You must have a story that shows your soft skills, too. Think of the human-related stuff you’ve done for your previous employers—helping with onboarding, solving conflicts, discussing ideas in a non-pushy manner. Mention some of these in the resume, and it will look great.
Manage Online Presence
Google’s own ATS Google Hire allows users to check every trace of the applicant online starting from LinkedIn and GitHub to the U.S. Patent Database. Odds are, major tech companies don’t spare any resources when it comes to this stage of screening.
Unfortunately, this means you can’t post whatever you want—you need to keep your main social media profiles corporate-friendly. Recruiters may think an edgy joke you posted on your Facebook page a year ago marks you as an undesirable candidate.

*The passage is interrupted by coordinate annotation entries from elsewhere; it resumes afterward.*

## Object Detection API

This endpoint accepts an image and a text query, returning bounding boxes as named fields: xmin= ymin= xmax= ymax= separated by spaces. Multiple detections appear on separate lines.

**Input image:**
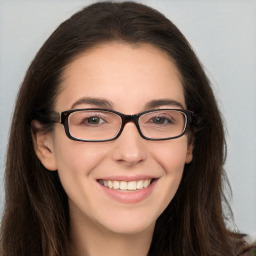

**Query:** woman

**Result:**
xmin=1 ymin=2 xmax=253 ymax=256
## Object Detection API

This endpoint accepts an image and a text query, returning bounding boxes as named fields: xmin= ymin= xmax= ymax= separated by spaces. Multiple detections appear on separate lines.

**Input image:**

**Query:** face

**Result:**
xmin=36 ymin=43 xmax=192 ymax=234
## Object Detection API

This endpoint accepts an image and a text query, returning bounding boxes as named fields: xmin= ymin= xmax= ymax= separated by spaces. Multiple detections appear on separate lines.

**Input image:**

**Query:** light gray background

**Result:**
xmin=0 ymin=0 xmax=256 ymax=234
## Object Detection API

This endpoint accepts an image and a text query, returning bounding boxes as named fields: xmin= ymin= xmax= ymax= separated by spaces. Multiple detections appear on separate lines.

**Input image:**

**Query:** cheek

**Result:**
xmin=54 ymin=129 xmax=107 ymax=179
xmin=151 ymin=136 xmax=188 ymax=175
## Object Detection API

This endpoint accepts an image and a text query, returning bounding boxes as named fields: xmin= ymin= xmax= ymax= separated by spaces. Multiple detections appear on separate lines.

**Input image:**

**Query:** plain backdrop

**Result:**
xmin=0 ymin=0 xmax=256 ymax=234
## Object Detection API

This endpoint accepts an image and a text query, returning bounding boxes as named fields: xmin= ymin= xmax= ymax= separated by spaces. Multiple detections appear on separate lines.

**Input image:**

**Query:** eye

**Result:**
xmin=86 ymin=116 xmax=104 ymax=124
xmin=151 ymin=116 xmax=173 ymax=124
xmin=83 ymin=116 xmax=106 ymax=125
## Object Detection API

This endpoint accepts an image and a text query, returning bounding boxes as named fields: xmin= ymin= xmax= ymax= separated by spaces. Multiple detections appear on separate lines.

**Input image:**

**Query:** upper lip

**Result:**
xmin=97 ymin=175 xmax=158 ymax=182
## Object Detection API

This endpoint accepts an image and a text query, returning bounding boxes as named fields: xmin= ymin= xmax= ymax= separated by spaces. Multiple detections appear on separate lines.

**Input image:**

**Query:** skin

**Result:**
xmin=34 ymin=42 xmax=193 ymax=256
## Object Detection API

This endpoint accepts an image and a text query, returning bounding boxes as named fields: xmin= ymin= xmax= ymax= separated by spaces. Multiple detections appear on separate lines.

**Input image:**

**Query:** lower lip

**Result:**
xmin=99 ymin=180 xmax=157 ymax=204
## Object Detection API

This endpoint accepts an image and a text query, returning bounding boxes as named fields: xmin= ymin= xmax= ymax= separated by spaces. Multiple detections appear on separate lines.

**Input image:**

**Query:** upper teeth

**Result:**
xmin=100 ymin=179 xmax=151 ymax=191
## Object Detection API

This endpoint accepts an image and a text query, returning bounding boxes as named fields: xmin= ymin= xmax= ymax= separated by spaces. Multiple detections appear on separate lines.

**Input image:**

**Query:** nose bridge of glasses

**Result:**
xmin=122 ymin=115 xmax=139 ymax=129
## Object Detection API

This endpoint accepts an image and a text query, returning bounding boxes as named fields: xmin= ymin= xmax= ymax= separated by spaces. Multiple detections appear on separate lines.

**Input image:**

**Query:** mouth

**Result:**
xmin=98 ymin=179 xmax=156 ymax=192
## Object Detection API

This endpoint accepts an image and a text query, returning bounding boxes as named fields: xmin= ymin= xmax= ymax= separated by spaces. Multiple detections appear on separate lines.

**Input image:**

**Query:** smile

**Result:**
xmin=99 ymin=179 xmax=153 ymax=191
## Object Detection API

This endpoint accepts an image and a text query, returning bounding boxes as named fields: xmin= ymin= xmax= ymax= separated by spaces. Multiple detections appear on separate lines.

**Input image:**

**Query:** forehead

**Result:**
xmin=57 ymin=42 xmax=185 ymax=111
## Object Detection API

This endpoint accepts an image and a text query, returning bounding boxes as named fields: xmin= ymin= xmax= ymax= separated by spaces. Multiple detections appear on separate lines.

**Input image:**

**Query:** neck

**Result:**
xmin=70 ymin=212 xmax=154 ymax=256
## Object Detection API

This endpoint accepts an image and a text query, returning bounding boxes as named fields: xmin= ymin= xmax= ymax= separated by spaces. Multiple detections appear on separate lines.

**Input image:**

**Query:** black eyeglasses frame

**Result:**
xmin=50 ymin=108 xmax=195 ymax=142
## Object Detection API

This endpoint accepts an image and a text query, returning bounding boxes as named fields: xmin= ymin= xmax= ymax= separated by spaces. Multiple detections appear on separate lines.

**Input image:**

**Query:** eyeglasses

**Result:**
xmin=49 ymin=108 xmax=194 ymax=142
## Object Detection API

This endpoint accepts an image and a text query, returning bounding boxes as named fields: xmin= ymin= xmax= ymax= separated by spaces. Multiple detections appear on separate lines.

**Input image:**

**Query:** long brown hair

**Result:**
xmin=0 ymin=2 xmax=248 ymax=256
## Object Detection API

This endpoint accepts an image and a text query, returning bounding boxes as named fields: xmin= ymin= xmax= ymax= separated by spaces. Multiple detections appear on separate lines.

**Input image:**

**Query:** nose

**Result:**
xmin=112 ymin=122 xmax=147 ymax=166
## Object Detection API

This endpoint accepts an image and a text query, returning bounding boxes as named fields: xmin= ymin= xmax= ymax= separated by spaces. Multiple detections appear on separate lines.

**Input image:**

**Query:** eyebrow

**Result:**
xmin=71 ymin=97 xmax=113 ymax=109
xmin=145 ymin=99 xmax=185 ymax=109
xmin=71 ymin=97 xmax=185 ymax=110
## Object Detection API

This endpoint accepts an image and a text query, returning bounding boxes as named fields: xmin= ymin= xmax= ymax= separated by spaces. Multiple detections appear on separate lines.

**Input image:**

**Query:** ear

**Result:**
xmin=185 ymin=139 xmax=194 ymax=164
xmin=31 ymin=120 xmax=57 ymax=171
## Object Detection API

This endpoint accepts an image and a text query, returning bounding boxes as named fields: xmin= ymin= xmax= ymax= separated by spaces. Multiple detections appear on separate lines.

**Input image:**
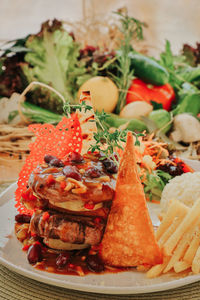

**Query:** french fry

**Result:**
xmin=163 ymin=226 xmax=194 ymax=273
xmin=146 ymin=257 xmax=170 ymax=278
xmin=174 ymin=261 xmax=191 ymax=273
xmin=192 ymin=246 xmax=200 ymax=274
xmin=163 ymin=199 xmax=200 ymax=256
xmin=156 ymin=200 xmax=188 ymax=241
xmin=183 ymin=226 xmax=200 ymax=265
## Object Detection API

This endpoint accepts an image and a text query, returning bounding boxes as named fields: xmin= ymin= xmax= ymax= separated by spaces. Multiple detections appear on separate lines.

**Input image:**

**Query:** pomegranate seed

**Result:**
xmin=94 ymin=217 xmax=101 ymax=224
xmin=15 ymin=214 xmax=31 ymax=223
xmin=42 ymin=211 xmax=50 ymax=221
xmin=31 ymin=232 xmax=37 ymax=237
xmin=27 ymin=243 xmax=42 ymax=264
xmin=85 ymin=168 xmax=101 ymax=178
xmin=22 ymin=245 xmax=31 ymax=251
xmin=50 ymin=157 xmax=64 ymax=168
xmin=84 ymin=203 xmax=95 ymax=209
xmin=69 ymin=152 xmax=83 ymax=163
xmin=63 ymin=166 xmax=81 ymax=181
xmin=46 ymin=174 xmax=55 ymax=185
xmin=60 ymin=181 xmax=67 ymax=190
xmin=44 ymin=154 xmax=57 ymax=164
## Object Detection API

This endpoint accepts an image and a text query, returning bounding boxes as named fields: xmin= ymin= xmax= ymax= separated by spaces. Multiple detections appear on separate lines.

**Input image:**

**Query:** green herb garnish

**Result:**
xmin=63 ymin=101 xmax=144 ymax=165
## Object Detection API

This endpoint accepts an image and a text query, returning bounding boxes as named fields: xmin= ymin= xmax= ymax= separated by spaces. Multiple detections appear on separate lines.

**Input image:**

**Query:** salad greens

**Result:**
xmin=144 ymin=170 xmax=172 ymax=200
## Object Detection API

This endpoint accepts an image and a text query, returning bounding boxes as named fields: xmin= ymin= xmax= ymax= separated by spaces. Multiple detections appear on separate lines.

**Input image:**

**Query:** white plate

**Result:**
xmin=0 ymin=168 xmax=200 ymax=294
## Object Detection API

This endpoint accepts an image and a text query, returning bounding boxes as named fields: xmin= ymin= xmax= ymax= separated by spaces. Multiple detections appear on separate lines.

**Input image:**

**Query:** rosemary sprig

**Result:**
xmin=113 ymin=10 xmax=145 ymax=114
xmin=63 ymin=101 xmax=143 ymax=166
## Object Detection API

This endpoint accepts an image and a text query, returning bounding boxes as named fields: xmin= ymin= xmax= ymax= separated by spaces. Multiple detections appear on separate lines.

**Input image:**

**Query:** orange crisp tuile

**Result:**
xmin=100 ymin=132 xmax=162 ymax=267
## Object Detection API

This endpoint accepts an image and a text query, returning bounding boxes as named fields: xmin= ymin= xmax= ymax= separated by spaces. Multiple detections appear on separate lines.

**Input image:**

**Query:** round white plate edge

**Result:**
xmin=0 ymin=173 xmax=200 ymax=294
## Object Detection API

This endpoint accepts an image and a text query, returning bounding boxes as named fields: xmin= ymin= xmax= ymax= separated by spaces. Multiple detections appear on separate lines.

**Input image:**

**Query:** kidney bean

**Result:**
xmin=102 ymin=158 xmax=118 ymax=174
xmin=86 ymin=255 xmax=104 ymax=272
xmin=69 ymin=152 xmax=84 ymax=163
xmin=63 ymin=166 xmax=81 ymax=181
xmin=85 ymin=167 xmax=101 ymax=178
xmin=44 ymin=154 xmax=57 ymax=164
xmin=50 ymin=157 xmax=64 ymax=168
xmin=56 ymin=253 xmax=70 ymax=269
xmin=27 ymin=243 xmax=43 ymax=264
xmin=15 ymin=214 xmax=31 ymax=223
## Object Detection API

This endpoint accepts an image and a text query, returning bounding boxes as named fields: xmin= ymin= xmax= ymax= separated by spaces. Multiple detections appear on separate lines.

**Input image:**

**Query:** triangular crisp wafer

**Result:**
xmin=100 ymin=132 xmax=162 ymax=267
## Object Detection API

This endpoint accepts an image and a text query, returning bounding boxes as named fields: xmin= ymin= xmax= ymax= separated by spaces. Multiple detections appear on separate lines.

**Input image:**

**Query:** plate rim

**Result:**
xmin=0 ymin=182 xmax=200 ymax=295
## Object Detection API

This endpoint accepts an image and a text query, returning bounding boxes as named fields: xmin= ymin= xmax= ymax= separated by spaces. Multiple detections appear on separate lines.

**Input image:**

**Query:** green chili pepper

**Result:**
xmin=129 ymin=52 xmax=169 ymax=85
xmin=105 ymin=114 xmax=147 ymax=132
xmin=173 ymin=92 xmax=200 ymax=116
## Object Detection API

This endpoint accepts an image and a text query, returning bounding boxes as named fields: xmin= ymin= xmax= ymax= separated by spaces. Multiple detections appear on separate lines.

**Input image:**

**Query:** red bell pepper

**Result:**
xmin=126 ymin=78 xmax=175 ymax=111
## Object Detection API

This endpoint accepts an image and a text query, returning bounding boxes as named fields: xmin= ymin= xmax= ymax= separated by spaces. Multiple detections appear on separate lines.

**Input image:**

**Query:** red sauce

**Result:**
xmin=34 ymin=249 xmax=130 ymax=276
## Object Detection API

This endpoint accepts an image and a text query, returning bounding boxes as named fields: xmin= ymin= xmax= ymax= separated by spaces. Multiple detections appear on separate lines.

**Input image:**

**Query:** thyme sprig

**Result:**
xmin=63 ymin=101 xmax=143 ymax=166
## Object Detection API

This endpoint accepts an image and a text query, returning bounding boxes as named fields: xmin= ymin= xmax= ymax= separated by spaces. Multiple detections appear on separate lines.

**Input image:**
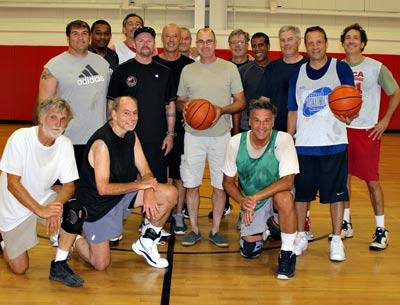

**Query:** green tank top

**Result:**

You should also work on improving your authority online. Ask your coworkers to approve your skills on LinkedIn and make sure you have a couple of solo projects you’re proud of on GitHub.
Adhere to Company Values
One of the core requirements Google has for its potential candidates is the so-called “Googliness.” The company defines it as the ability to work in teams and push yourself outside of the comfort zone.
While the company you’ll be applying to might not be Google, they probably have a set of values they believe are crucial for their team.
Sure, for the most part, it’s just fancy corporate-speak that boils down to “our employees have to work together and be able to learn fast.” But if the company is taking that formula seriously, so should you.
If you find that sort of messaging all over their website, it’s better to add some of the features they’re talking about to your resume. Spend a couple of minutes investigating what the company’s values are. Go to its website and take a look at the “About Us” page. If the website has an “Our Mission”-type page, check that out, too.
This company, for instance, dedicated a whole page to the social impact they’re aiming for. Mention that you care about their cause, and you may have an advantage.
Never Give Out Sensitive Information
Google is very strict about keeping secret information secret. Many other tech companies also expect new employees to follow the coder’s code of conduct.
If your resume mentions some information that should be under an NDA, you’re not bragging about a great project you did. You’re showing them you don’t care about NDAs and will talk about the company’s secrets if it fits your interests.
Most companies will disregard your resume immediately if they find something like that.
Don’t Be Overly Specific
This one is a bit hard to tackle. You know you should tailor the resume for the specific role you’re applying to. However, if you do this too well, you could sabotage your chances of getting into the company in another role.
Google’s recruiters are constantly seeking talent, so even if a resume is not a good fit for the position to which you’re applying, they’ll send it down the line to other recruiters. Many big companies who need talent en masse adopt this attitude. So, your quality assurance resume may be rejected, but the company will offer you a beginner DevOps position if they think you’re a good fit.
Make your resume focused on the role you’re applying to, but include skills that are somewhat relevant to what the company does. Mentioning the fact that you were a Boy Scout will probably not help you, but adding Java skills to your C++ developer portfolio might.
It’s About Creativity and Knowledge
Whatever your opinion about them, Google is one of the most sought-after employers. They’re also probably one of the best companies when it comes to screening applicants.
Take these nine tips from Google and use that knowledge to get past the screening process to the interviews.
When you get there, remember another Google lesson: The company has abandoned their practice of asking brainteasers during interviews. They discovered that they don’t predict performance at all.
Instead, you’ll be asked to solve a problem in real-time and write some code. So, when you schedule a 45-minute interview, be ready to show creativity and knowledge in that time span.